Самостоятельно научился рисовать и чертить планы; наконец, будучи около 30 лет жизни самостоятельно со вниманием читал геометрию и алгебру, научился архитектуре, в чём успел и очень усовершенствовал себя на практике. Имея 4 братьев и 2 сыновей, обучил их тому же мастерству. Работал архитектором в Костроме и Нерехтском уезде.
Умер 14 ноября 1792 года.
Работы
Документированные работы
- 1770 — перестройка колокольни при церкви Рождества Богородицы в Больших Солях в формах позднего барокко.
- 1770—1787 — постройка двухэтажной церкви Воскресения в Нерехте в стиле барокко взамен разобранной старой.

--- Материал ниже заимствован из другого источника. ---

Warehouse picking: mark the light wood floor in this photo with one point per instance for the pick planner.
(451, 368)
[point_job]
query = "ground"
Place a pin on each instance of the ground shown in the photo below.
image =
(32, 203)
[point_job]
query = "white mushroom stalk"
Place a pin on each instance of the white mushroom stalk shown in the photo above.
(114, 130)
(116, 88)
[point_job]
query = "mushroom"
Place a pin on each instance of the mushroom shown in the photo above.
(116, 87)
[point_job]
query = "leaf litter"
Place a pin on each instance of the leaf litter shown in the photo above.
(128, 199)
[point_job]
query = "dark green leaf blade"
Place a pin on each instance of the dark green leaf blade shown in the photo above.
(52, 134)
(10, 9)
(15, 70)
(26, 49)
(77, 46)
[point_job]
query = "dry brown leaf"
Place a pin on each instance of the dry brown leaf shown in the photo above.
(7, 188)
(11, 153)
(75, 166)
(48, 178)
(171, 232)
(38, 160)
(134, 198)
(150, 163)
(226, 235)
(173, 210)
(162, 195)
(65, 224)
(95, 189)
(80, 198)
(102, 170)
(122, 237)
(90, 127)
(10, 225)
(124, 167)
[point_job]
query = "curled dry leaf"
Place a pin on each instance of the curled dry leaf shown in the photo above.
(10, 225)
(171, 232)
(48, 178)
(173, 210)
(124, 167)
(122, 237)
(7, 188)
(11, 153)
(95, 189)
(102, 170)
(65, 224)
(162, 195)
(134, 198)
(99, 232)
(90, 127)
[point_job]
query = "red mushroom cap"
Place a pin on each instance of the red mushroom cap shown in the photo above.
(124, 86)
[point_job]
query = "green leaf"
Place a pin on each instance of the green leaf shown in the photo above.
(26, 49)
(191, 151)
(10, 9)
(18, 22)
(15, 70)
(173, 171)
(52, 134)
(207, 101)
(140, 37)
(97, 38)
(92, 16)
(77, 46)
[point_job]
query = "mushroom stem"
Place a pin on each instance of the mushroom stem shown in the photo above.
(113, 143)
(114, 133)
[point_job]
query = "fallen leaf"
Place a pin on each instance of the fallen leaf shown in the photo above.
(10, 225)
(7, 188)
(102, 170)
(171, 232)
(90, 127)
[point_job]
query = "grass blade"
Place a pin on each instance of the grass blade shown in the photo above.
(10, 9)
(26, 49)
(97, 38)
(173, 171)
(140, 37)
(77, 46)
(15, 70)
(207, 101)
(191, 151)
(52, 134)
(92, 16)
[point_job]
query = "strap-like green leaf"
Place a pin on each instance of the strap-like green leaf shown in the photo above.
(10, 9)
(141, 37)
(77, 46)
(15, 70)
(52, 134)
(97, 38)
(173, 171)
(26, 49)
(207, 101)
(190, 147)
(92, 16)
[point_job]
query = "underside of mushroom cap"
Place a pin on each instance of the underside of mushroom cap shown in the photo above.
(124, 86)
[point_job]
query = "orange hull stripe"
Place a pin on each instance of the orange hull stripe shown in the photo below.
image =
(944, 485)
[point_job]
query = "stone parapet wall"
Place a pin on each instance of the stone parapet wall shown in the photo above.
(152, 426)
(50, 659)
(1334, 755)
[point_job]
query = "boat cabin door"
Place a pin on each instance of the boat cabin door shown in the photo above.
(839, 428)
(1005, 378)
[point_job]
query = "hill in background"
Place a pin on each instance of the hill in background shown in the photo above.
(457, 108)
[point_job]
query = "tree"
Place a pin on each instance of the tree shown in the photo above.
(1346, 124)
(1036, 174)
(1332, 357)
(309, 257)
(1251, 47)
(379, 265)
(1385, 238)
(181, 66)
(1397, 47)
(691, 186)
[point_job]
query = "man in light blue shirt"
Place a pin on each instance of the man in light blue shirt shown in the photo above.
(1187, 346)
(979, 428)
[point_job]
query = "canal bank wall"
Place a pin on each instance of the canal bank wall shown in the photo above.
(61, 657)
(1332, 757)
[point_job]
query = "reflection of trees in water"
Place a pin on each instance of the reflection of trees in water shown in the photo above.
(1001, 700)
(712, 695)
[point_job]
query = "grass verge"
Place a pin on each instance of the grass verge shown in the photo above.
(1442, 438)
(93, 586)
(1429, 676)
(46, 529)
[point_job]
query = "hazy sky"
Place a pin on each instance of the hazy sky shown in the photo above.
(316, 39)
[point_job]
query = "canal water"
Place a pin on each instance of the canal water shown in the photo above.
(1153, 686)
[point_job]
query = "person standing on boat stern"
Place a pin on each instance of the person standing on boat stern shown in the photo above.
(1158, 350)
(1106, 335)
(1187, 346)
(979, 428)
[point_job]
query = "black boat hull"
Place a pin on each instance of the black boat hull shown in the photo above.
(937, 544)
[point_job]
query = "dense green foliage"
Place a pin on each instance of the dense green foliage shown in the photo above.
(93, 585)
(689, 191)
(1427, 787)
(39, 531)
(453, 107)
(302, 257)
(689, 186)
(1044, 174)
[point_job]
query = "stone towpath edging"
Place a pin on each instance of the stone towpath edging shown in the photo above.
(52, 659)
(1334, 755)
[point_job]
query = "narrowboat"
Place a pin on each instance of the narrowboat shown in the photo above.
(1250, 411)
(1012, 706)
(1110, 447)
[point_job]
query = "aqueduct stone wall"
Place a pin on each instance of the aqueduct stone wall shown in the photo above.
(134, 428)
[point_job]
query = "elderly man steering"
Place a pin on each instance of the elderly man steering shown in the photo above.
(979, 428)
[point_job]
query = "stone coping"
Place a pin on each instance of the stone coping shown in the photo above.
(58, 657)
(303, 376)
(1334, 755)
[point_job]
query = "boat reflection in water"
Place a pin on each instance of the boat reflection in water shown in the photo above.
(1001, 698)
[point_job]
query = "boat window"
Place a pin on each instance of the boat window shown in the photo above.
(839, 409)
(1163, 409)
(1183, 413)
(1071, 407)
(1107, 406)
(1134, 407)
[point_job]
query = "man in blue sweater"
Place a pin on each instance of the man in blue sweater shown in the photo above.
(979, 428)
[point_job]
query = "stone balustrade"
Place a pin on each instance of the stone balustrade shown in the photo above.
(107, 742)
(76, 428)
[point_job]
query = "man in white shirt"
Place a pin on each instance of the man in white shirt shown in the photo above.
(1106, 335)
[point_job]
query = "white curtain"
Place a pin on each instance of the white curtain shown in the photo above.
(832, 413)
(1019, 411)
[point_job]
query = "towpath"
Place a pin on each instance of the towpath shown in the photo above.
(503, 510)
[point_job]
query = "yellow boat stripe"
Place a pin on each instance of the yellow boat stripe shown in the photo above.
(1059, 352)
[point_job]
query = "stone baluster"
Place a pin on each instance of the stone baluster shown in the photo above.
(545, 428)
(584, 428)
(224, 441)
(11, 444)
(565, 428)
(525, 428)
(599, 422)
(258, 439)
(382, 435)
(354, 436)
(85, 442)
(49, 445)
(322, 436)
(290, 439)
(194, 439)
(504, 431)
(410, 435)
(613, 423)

- 1770-е — постройка колоколен в стиле барокко в селе Левашове Костромского уезда, при Предтеченской церкви в Костроме и при Благовещенской церкви в Нерехте.
- 1776—1791 — восстановление Успенского собора, сооружение соборного комплекса в Костромском кремле: тёплый Богоявленский собор в стиле позднего барокко, с архиерейской усыпальницей в подклете, новый вход со стороны города, 64-метровая ярусная колокольня — главная архитектурная доминанта дореволюционной Костромы. Комплекс долгое время ошибочно приписывали то Б. Растрелли, то Д. Ухтомскому. Проект собора использован при строительстве церкви Рождества Богородицы в селе Писцово Нерехтского уезда (освящена в 1808 году).
- 1786 — неосуществлённый проект колокольни для Рязанского кремля, в построенной колокольне, однако, немало общего с проектом Воротилова.
- 1787 — постройка церквей Преображения в Нерехте и Петропавловской в Костроме (не сохранилась) в стиле позднего барокко. Последняя близка церкви Воскресения в Нерехте.
- 1788 — постройка Крестовоздвиженской кладбищенской церкви в Нерехте.
- 1791—1793 — постройка Мучных и Красных рядов в Костроме. Проект был начат в 1787 году владимирским и костромским губернским архитектором К. Клером, который остался недоволен работой Воротилова и подал на него иск в суд, несостоявшийся по причине смерти последнего. Строительство колокольни завершено его сыном Петром и братом Ефремом к 1793 году, а самих рядов — уездным землемером И. Гове.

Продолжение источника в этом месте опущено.